Financial Crisis - Owe Nothing to Anyone|
This is the third and final installment in a series of articles concerning the present financial crisis. Previously, we have considered our nation’s massive debt (government, business, and individual) in light of the Scriptures’ warnings against such excesses. We also considered the subject of lending as a practice that is commended by God but not for the purpose of personal gain.
Having studied debt and the subject of lending from the Scriptures, now let us study the other side of the issue of debt, which is borrowing. We noticed in the previous article that the words “lend” and “borrow” in Luke 6:34-35 are both translated from the Greek word daneizō, which means to lend money or to take a loan of money with the understanding that the money is to be repaid to the lender by the borrower. From the standpoint of a borrower, borrowing is a matter of leveraging the future against the present. The borrower assumes that he will be better able to pay in the future for things he cannot afford to buy in the present. Of course, many borrowers do not pause to consider exactly what the future cost of their present purchase may be. As they borrow more and more, their debts accumulate, and they soon find that they cannot meet their obligations to repay. This results in bankruptcy, misery, and a host of problems.
The New Testament gives this very bold and simple instruction regarding the subject of borrowing: “Owe nothing to anyone except to love one another; for he who loves his neighbor has fulfilled the law” (Rom. 13:8). This is stated within a large context of practical instructions for living as a Christian (chapters 12 and 13 of Romans) and within a smaller context of neighborly relations. The subject of borrowing fits into this context because it has a profound effect upon neighborly relations. When money is owed from one neighbor to the other, it changes their relationship. Such an arrangement often hinders neighborly love, in which case the law of God is violated. To avoid this situation altogether, it is best to follow the advice of Romans 13:8 and owe nothing to anyone.

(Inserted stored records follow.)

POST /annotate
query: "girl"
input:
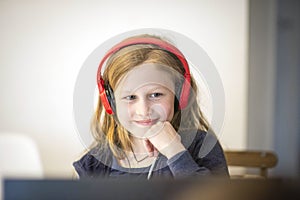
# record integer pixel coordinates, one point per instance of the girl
(148, 122)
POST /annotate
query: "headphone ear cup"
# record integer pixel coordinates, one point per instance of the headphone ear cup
(110, 97)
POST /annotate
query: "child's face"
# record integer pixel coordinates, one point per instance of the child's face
(144, 97)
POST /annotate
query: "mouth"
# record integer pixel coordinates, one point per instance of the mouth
(147, 122)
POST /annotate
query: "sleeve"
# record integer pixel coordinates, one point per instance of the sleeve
(191, 163)
(89, 167)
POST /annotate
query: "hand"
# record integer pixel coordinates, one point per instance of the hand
(164, 139)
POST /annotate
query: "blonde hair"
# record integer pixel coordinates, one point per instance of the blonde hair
(108, 133)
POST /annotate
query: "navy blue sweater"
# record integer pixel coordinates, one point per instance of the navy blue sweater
(195, 161)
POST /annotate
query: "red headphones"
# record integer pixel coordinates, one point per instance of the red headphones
(105, 91)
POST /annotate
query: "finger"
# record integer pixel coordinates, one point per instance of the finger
(155, 129)
(149, 147)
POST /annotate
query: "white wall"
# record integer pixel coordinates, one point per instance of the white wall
(44, 43)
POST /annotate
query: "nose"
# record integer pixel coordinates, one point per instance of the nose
(142, 107)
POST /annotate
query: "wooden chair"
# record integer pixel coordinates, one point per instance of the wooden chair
(263, 160)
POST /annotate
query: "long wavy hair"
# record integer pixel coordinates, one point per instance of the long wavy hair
(106, 129)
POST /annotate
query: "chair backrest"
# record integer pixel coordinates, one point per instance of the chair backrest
(263, 160)
(19, 156)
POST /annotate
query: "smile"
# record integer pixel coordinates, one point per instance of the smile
(147, 122)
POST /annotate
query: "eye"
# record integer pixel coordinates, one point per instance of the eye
(156, 95)
(130, 98)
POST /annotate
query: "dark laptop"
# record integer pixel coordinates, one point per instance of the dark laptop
(182, 189)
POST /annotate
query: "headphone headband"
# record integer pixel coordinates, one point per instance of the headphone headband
(152, 41)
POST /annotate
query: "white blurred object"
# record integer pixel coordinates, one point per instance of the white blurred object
(19, 156)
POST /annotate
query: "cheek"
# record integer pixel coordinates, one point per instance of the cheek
(122, 112)
(168, 106)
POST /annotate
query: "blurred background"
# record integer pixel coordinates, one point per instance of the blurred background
(254, 45)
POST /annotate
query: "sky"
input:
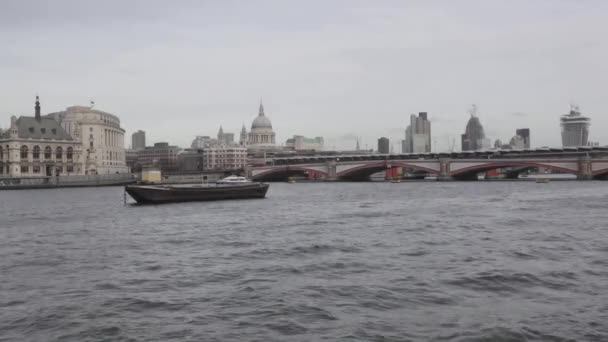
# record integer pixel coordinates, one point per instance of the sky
(341, 69)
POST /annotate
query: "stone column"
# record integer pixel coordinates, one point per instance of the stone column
(444, 170)
(332, 174)
(585, 171)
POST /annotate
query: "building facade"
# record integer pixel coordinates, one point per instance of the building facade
(224, 157)
(101, 137)
(301, 143)
(261, 134)
(39, 146)
(525, 134)
(474, 138)
(138, 140)
(575, 128)
(383, 145)
(417, 134)
(200, 141)
(161, 155)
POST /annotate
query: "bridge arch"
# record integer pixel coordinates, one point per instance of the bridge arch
(601, 174)
(470, 172)
(282, 173)
(363, 172)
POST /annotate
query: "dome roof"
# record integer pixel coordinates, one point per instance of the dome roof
(261, 121)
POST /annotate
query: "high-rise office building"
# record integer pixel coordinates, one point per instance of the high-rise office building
(138, 140)
(575, 128)
(383, 145)
(474, 137)
(524, 133)
(417, 134)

Let us take a closer look at the detrimental effects of borrowing money and becoming a debtor according to the Old Testament. In the days of the nation of Israel, lending and borrowing were conducted from person to person, and such transactions were governed by the Law of Moses. If an Israelite was unable to repay his debts to his fellow countryman, then he would sell himself as a slave to his creditor, although he was to be treated kindly as a hired man (see Lev. 25:35-43). Proverbs 22:7 states the reality of such an arrangement very bluntly, saying, “The rich rules over the poor, and the borrower becomes the lender’s slave.” Today, the principles contained in the Old Testament concerning lending and borrowing are the same, although modern situations are much different. Most loans are now obtained from banks and credit card companies, and no American can be literally enslaved for unpaid debts, but the rich still rules over the poor, and the borrower is still beholden to the lender. Many Americans live in a state of financial slavery in which they cannot afford to pay for their present expenses because of debts incurred years ago.

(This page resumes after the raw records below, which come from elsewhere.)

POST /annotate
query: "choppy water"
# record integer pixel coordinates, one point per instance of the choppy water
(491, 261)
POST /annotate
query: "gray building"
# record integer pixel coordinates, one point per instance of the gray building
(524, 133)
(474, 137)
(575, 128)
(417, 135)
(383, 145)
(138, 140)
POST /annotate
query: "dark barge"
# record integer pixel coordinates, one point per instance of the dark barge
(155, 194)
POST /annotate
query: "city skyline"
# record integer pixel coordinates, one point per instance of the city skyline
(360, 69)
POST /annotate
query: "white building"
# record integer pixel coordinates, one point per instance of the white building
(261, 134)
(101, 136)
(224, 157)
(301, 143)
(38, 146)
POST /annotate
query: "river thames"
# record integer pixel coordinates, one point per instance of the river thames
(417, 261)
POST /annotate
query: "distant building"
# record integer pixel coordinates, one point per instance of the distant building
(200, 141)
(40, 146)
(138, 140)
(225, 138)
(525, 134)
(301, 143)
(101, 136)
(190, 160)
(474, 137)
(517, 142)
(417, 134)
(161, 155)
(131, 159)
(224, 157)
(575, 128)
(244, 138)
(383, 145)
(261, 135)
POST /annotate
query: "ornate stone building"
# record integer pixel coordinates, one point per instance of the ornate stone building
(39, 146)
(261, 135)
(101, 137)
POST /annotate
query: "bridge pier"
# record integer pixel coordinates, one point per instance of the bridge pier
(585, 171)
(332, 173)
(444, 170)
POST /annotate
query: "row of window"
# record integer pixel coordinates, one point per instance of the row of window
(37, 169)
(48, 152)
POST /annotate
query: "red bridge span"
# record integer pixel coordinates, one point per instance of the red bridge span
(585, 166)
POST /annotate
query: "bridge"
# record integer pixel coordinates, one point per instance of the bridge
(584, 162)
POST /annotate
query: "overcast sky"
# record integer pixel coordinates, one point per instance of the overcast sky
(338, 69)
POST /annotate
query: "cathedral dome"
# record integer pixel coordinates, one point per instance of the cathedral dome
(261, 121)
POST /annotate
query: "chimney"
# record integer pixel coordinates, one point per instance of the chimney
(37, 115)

The Proverbs give particular attention to the practice of ensuring debt on behalf of others. A person who does so is called a guarantor in the Scriptures, and he is said to be surety for another. In modern terms, we would call such a person a cosigner. In Proverbs 6:1-5, a father advises his son to take no rest until he has freed himself from this burdensome situation, saying that he has been snared and caught with the words of his mouth and has come into the hand of his neighbor. Proverbs 11:15 says, “He who is guarantor for a stranger will surely suffer for it, but he who hates being a guarantor is secure.” Proverbs 22:26-27 says, “Do not be among those who give pledges, among those who become guarantors for debts. If you have nothing with which to pay, why should he take your bed from under you?” Similar warnings are given in Proverbs 17:18 and 20:16. The clear message to us is that we should not cosign loans for anyone, including our own family members.
All of these instructions from the Scriptures lead us to the same conclusion and the solution to most of our financial problems, which is to avoid debt. This means that we should live within our means, we should not buy that which we cannot afford, and we should be content with that which we have (Phil. 4:11-13; 1Tim. 6:6-10). These things are entirely within our power to control. Some may blame irresponsible lenders who prey upon desperate people (see the previous article), but borrowers are obligated to pay the debts that they choose to incur. Psalm 37:21 says, “The wicked borrows and does not pay back.” Lest we be counted among the wicked, let us repay our debts, and lest we are unable to repay, let us not acquire debts in the first place. This is wise, godly, and blessed financial advice that we should all follow.